A new book sheds light on some of the more bizarre stories from the local area

GHOSTS, Elvis impersonators, mystics and Joe Dolan super-fans all make it into Geraldine Comiskey’s updated edition of ‘Wacky Ireland’.

Comiskey has spent over 30 years working as a journalist, making her name in Ireland’s red-tops as a lifestyle rural affairs roving reporter.

Geraldine Comiskey

The Dubliner collected some of the most salacious and hilarious vignettes for Wacky Ireland - A Romp Through the Irish Countryside but made sure to find some good local yarn.

Comiskey’s tongue-in-cheek book recounts some lesser known stories from Dublin West, such as the Allenton Green poltergeist.

The tabloid journalist was once contacted by a woman by the name of Martha. Martha lived in Allenton Green, Tallaght where she claimed a poltergeist had forced her and her three children to move. 

Martha went to the national press in 2007 to report that  she fled her home after ten years of paranormal disturbances including objects flying around the room and bit marks appearing on her leg. Her claims were ‘backed up’ by former F.M. 104 presenter Jeremy Dixon who had spent a night in the haunted suburban house, Number 4, Allenton Green, Tallaght – and recorded the experience for the Adrian Kennedy Phone Show.

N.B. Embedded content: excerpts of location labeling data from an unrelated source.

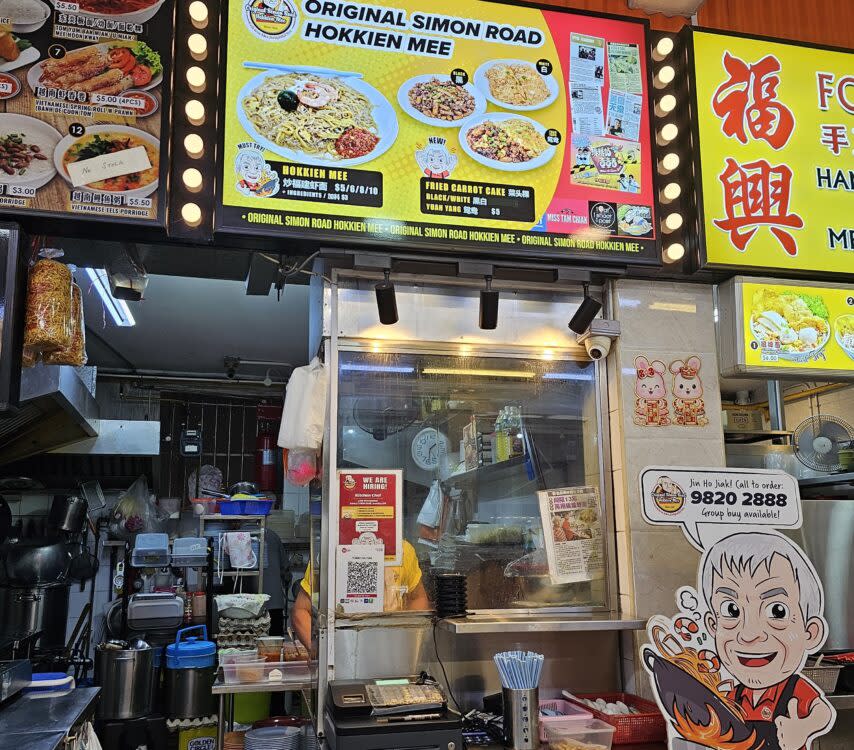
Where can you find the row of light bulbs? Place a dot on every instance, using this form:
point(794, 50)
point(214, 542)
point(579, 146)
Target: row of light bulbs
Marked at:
point(672, 221)
point(194, 110)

Comiskey said: “Jeremy told me he was still haunted by his terrifying experience.”

Comiskey recounts the many off-beat conversations she had with ghostbusters and shamans in Wacky Ireland. One ghost-clearing Galwegian shaman named Paul O’Halloran dubbed a house in Lucan as ‘the worst ever’ due to the property’s history as a religious institution.

The book also mentions self-styled “visionary” Joe Coleman from Ballyfermot who claims to have communicated with the Virgin Mary at Knock. The book recounts that crowds of up to 6,000 turned up to see him experiencing his visions, when he appeared to go into ecstasy.  A lot of people rubbished his claims but Joe insisted he had been given the power of healing by the Virgin and was later lambasted on Joe Duffy’s Liveline for charging fees for “healing sessions”.

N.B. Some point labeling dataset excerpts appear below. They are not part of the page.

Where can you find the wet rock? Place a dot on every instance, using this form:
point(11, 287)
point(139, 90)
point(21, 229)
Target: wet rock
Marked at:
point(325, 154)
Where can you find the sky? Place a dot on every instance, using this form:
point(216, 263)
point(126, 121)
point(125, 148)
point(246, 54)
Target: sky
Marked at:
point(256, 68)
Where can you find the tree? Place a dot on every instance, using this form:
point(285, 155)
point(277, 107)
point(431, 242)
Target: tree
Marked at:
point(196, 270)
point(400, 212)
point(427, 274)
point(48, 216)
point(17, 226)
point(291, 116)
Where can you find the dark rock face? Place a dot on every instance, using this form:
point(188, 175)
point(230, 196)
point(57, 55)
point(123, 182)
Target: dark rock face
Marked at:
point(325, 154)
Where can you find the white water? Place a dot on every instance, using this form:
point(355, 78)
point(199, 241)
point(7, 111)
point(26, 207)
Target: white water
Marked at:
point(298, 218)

Comiskey’s anthology touches on some lighter local stories. Wacky Ireland features the story of Tom Gilson, who took the top award in the All-Ireland Elvis Impersonator contest in 2009. The father-of-three from Lucan told Comiskey that he was ‘born to be Elvis’ given the shape of his head and tendency to have his hair sticking up.

“The dad-of-three from Lucan, County Dublin, had been honing his act for a year-and-a-half as he played weddings and pubs. ‘I’m only working two days a week [as a bookbinder] so I have time to practise my routine in between gigs.  The Recession has closed one door but opened another’, he said as he celebrated his win.”

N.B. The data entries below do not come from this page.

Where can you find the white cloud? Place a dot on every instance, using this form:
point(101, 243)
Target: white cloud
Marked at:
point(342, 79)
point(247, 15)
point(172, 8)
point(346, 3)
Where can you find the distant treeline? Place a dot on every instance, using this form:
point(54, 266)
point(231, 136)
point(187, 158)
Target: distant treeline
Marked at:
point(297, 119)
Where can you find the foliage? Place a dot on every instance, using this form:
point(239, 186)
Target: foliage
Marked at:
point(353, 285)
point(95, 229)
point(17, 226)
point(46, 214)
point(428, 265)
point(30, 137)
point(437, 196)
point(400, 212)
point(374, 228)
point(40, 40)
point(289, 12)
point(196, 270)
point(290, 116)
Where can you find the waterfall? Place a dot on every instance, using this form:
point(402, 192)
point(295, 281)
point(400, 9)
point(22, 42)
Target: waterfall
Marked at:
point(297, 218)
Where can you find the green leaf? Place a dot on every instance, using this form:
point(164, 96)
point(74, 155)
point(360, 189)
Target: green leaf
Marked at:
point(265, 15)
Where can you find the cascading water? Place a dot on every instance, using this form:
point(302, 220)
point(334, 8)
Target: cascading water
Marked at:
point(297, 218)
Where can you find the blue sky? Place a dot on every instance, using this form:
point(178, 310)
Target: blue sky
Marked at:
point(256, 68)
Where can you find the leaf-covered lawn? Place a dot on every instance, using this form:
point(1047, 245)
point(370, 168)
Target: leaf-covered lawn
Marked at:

Another musical legend, makes the cut. Country singer Joe Dolan was a hit with the ladies. Comiskey interviewed Dublin granny Maura Dolan (no relation of Joe’s) who called herself a ‘Joe Ho’ and claims that the crooner used to ‘bless himself’ whenever he saw the Rathfarnham woman in the front row for her tendency to throw newly-bought Penneys underwear at him.

This updated edition of Wacky Ireland features truly unique local stories, as well as an insight into ‘Culchure’ or culchie culture.